Николай Александрович Соловьёв-Несмелов
Нянины сказки, 1917.
Кот и мыши.
Пришли сумерки. В столовой, маленькой и низенькой комнате, только что покормили детей манной кашей, молочком с булочкой; была и холодная котлетка для старшего мальчика… Маленькая Маруся мелко-мелко искрошила свой кусочек булочки, шаловливо хлопая пухлой ладонью, пискливо выкликнула:
— Ах, как хорошо!— и столкнула взмахом руки много крошек под стол.
— Манечка, милая мышка, не сори хлебец!— остановила ее няня.
— Я, нянечка, только малость мышкам бросила; они голодны,— им ведь булочник не носит хлебца… Я нынче видела утром,— одна малюсенькая мышка проворно тут бегала, искала, ничего не нашла.

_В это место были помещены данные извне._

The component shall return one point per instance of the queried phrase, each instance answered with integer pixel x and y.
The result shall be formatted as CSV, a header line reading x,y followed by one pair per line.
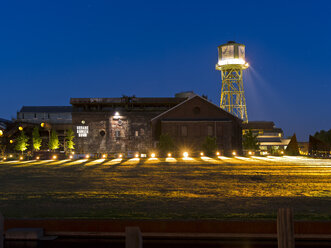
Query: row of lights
x,y
153,155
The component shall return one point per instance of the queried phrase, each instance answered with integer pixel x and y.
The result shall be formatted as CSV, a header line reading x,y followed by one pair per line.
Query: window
x,y
183,131
196,110
210,131
102,133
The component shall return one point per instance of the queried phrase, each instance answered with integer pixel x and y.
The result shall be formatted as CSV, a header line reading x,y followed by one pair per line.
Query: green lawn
x,y
197,188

— Видно, кота Васьки не было, а теперь вон лежит он в кресле,— под беду ты мышку-то подводишь, не быть ей живой от его лап.
— Он сыт, я его много кормила, не станет он есть мышку.
— Э-эх, дитятко, и сытый кот играет с мышкой, а кошкины игры—мышкам слезки.
Дети уже в детской, каждый в своей кроватке: кто шепчет сам с собой, закрывши глаза; кто держит пальцы на веках так крепко, что видит и при закрытых глазах, как у него под пальцами ходят зеленые и разноцветные круги, искрятся огоньки; кто думает, какую на него наденут рубашечку: красную или палевую,— завтра ведь праздник,— и что будет на третье блюдо в обед: пирог с яблоками, пудинг или кисель. Хорошо бы пудинг,— давно его не было… В столовой темно. В детской чуть-чуть только мигает лампадка у икон. Тишина. Дети нынче скоро заснули.
Из одного, другого, третьего уголка светятся уже маленькие, бойкие глазки: мышки уже выглядывают из подполья,— и побегать им хочется на просторе, в огромной для них столовой, и есть хочется, страшно хочется есть! Целый день во рту не было ни крошки, грызли дерево в подполье, но от этого сыт не будешь,— вострили только зубы.
— Ппи!— пискнула старая мышь в подполье и сцепила за хвост молодую, сбросила назад, сама присела на её место в уголок, проворчав тихо про себя:—Глупая, лезет вперед!.. Трусиха, а лезет, как раз налетит на беду!— и она поводила мордочкой, нюхая воздух и озираясь в темноте; она чуяла, что кот близко, хотя и не видела его.
Маленькая мышка Матреша сердито вцепилась ей в ногу и так больно укусила, что старая мышь Овдотья отчаянно пискнула и пулей вылетела вперед, в столовую. Матреша села на её место.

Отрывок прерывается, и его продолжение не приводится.